Le insegne elettroniche sono certamente aggressive, anche se viste in mezzo a molte altre non posseggono probabilmente un carattere così pungente. La mia intenzione era fornire informazioni in conflitto tra loro così che gli spettatori potessero sceglierne alcune e tralasciarne altre, a loro piacimento. Ma d’altro canto lei ha ragione, le proiezioni comunicano una sensazione del tutto diversa. E questo perché si tratta di luce bianca che scorre lentamente, una soluzione molto adatta alla poesia e forse anche a quanto volevo realizzare, anche con le insegne, e cioè porgere, offrire qualcosa dicendo «ecco, fatene ciò che volete».

Rispetto al passato in che direzione si muove il suo lavoro attuale?
I temi sono sempre gli stessi ma sono interessata a sperimentare altri modi di presentazione, come le proiezioni. Mi piace avere oggi a disposizione un’intera gamma di voci da utilizzare. Quanto cerco di affrontare il tema della guerra posso mostrare ciò che pensa un poeta israeliano, quel che prova un palestinese riguardo alla perdita della sua casa o cosa ha pensato e sentito Wislawa Szymborska nella Polonia all’indomani della seconda guerra mondiale.

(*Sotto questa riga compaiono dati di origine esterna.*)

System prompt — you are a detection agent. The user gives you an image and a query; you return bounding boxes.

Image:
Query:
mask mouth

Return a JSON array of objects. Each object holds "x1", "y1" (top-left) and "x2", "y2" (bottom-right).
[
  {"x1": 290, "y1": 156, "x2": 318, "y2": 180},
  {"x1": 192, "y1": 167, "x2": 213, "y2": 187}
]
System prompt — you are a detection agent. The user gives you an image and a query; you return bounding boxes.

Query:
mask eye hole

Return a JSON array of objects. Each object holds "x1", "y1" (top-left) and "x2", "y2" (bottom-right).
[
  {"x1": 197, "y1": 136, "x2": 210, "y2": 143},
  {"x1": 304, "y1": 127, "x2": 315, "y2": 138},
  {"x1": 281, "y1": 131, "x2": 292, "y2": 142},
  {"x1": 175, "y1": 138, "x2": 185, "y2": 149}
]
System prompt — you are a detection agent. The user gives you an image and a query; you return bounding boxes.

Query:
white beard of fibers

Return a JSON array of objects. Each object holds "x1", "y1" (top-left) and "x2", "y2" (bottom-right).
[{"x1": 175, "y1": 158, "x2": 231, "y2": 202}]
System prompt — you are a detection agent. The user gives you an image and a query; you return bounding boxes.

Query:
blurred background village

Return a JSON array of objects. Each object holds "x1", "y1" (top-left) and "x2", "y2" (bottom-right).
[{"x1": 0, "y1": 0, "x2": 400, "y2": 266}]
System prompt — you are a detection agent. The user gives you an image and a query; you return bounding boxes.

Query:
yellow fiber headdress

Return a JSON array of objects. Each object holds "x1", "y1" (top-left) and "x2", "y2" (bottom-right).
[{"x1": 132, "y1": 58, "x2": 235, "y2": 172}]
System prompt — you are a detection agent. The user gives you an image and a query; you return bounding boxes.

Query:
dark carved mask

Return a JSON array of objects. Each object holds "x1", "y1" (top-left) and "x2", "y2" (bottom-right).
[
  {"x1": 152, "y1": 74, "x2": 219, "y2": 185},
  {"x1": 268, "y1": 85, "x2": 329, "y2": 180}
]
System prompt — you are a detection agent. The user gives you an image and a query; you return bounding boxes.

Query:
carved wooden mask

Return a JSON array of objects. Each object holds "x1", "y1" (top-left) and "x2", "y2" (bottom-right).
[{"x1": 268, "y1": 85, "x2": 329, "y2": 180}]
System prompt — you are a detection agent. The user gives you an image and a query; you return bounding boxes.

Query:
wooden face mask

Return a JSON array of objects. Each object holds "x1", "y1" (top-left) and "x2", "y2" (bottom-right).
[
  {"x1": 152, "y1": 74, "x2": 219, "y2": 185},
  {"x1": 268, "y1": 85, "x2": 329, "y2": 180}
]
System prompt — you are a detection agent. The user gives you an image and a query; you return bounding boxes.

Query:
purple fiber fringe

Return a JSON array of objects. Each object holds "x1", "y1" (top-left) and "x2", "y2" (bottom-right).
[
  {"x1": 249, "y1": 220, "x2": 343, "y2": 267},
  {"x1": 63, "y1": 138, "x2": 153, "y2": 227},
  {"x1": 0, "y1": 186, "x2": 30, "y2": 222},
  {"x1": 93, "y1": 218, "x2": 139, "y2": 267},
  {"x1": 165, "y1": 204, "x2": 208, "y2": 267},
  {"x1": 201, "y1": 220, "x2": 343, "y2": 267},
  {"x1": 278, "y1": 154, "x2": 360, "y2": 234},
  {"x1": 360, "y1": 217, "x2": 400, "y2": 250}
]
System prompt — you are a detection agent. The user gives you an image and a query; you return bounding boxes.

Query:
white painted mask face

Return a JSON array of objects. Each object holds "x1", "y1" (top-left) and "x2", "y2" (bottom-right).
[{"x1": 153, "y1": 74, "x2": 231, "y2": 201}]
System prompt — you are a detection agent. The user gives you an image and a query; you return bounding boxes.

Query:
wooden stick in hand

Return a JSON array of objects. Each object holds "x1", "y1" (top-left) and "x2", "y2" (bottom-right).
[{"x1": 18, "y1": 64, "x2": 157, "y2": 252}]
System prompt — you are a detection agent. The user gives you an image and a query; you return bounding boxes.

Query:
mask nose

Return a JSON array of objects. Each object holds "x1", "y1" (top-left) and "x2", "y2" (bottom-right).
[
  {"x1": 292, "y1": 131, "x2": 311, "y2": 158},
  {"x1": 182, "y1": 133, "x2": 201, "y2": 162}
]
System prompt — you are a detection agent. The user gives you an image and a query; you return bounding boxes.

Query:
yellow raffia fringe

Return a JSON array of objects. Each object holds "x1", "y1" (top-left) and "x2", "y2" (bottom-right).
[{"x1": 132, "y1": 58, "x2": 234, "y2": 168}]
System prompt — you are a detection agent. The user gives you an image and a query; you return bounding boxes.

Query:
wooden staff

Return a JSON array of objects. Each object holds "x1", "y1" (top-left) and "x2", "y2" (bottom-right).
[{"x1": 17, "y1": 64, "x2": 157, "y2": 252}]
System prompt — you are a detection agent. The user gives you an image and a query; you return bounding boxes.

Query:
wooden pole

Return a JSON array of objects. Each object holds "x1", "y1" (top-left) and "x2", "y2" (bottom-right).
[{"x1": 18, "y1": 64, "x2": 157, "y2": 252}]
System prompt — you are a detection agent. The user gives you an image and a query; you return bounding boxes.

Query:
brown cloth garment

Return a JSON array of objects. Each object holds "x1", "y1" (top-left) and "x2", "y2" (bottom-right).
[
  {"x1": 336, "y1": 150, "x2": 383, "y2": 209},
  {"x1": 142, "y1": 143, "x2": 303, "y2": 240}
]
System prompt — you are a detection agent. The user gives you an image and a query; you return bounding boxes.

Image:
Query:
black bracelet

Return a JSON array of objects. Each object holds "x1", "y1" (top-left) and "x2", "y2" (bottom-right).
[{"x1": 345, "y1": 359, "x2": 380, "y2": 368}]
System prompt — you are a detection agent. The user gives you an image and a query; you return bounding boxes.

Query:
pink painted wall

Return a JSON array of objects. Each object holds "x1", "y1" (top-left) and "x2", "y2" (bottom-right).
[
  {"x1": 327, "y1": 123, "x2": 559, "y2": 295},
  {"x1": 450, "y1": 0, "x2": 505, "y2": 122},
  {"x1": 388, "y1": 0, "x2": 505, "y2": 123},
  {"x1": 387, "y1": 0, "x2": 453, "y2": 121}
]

È qualcosa di inestimabile.

E in termini più strettamente espressivi come si è manifestato questo mutamento?
Gli aspetti formali sono importanti perché è attraverso di essi che i materiali si rendono accessibili; oggi ho più fiducia nella mia abilità di presentare e ordinare le cose, di individuare il medium più adeguato, di trovare il luogo giusto, di quanto ne abbia in quella di scrivere testi. Usando gli scritti di altri autori sono libera di fare ciò che mi riesce più naturale.

La definirebbe la conquista di una diversa maturità?
Sono sempre meno interessata a sapere chi sono e sempre più curiosa degli altri.